Tonight as I've been thinking back on people asking me "So, what do you want to do after you graduate college?" and I never know how to answer. I'm just going to have my associate degree. I don't have a major. The only thing that I can see myself doing and that I actually enjoy is theatre. Will I ever make a living from doing theatre? I kind of doubt it unless I join the technical theatre union here in Sarasota, which I have been seriously considering. There are other things that I am interested in of course but "what I want to do with my life," I'm not sure other than wanting to do theatre.

To me it just seems like such a silly question in a way but I feel like an idiot because I don't know how to answer the question. And when I think of how others might answer the question, I imagine someone saying, "Well, I'm going to apply for a few internships, and work my way towards being hired with this company and work my way up the ladder and become the CEO and get married and have 10 kids and retired by the time I'm 36 and live in a mansion and help the children in africa and.....!" I just can't see myself planning out "what I want to do" like that. I mean if I do end up in a position of leadership in whatever I do, then I'll be very happy with what I would have achieved as long as I'm able to pay my bills and keep a roof over my head and I am happy with where I am at and I can help people when and however I can.

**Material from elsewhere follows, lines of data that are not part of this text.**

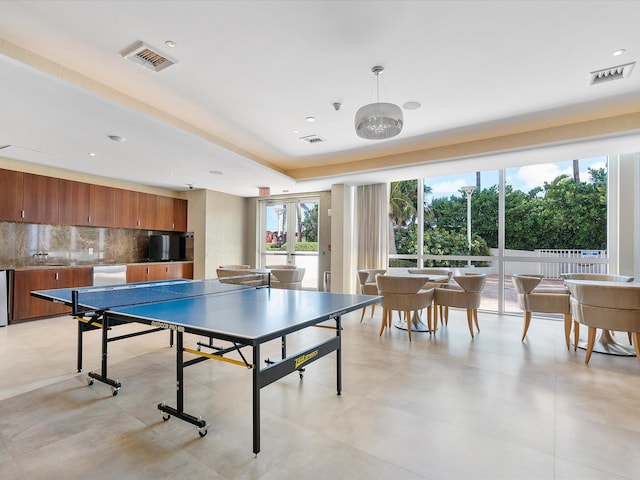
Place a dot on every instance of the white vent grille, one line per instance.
(609, 74)
(148, 56)
(312, 139)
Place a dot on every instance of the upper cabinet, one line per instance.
(85, 204)
(25, 197)
(40, 199)
(162, 213)
(180, 208)
(127, 209)
(74, 203)
(102, 206)
(11, 195)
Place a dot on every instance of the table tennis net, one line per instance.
(105, 298)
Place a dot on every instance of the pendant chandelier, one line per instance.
(378, 121)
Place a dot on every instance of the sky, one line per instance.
(521, 178)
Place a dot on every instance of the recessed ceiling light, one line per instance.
(411, 105)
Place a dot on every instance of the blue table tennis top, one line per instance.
(247, 315)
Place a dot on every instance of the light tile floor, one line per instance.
(442, 407)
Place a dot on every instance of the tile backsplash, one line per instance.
(24, 245)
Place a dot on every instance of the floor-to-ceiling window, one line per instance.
(290, 235)
(539, 218)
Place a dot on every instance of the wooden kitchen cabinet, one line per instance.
(30, 198)
(74, 203)
(25, 197)
(180, 209)
(10, 195)
(26, 307)
(127, 208)
(102, 206)
(40, 199)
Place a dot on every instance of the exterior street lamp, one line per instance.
(469, 191)
(280, 213)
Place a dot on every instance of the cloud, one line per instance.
(447, 188)
(531, 176)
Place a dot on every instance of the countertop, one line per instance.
(58, 265)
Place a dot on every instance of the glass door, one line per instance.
(290, 236)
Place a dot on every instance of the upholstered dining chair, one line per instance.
(467, 295)
(368, 285)
(442, 272)
(287, 278)
(403, 294)
(598, 277)
(532, 298)
(609, 306)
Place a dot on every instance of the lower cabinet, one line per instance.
(26, 307)
(159, 271)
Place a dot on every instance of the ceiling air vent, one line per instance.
(147, 56)
(608, 74)
(312, 139)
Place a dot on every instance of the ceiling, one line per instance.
(248, 73)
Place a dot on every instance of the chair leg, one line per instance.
(527, 321)
(590, 342)
(436, 307)
(383, 324)
(567, 330)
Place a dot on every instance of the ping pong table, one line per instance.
(242, 313)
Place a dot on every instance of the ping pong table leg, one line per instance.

I just want to see where life takes me.


Sunday, November 13, 2011

What am I doing wrong?

I think I must be doing something wrong because I have honestly lost count of how many applications I've put in over the last few years and I have yet to get one interview. Am I not filling out the applications right? Am I not making the right impression when I pick up an application and turn it in? When I do the application process in person, I always try to look nice, act professionally and make positive conversation, maybe throw in a joke or two. I admit, my social skills aren't the best, but I always try.

I have filled out mock applications with friends and family and they say I'm doing everything correctly and that my resume is fine, considering my lack of work experience. I know the economy isn't the best right now but how does that constitute not even getting one interview since I turned 18? It's honestly frustrating. I am grateful that I am able to live with my mom because otherwise I would be living on the streets. I acknowledge how blessed I am but I have to wonder if I'll ever be able to stand up on my own two feet. I'm not saying that I want to be a millionaire (but I wouldn't complain), I just want to be able to have the possibility of knowing that I would be able to live on my own, pay the bills, pay the rent, just the stuff that needs to get paid.It's just really frustraiting.

In other news, I thinking of doing daily vlogs again if I can get another camera. Unfortunately the one I was using went missing. Not sure what happened to it. I think it was stolen at this point but I'm hoping I will be able to buy a  new one. There is a DSLR and a point and shoot that I want but I'm just hoping for the Point and shoot right now. We shall see what happens.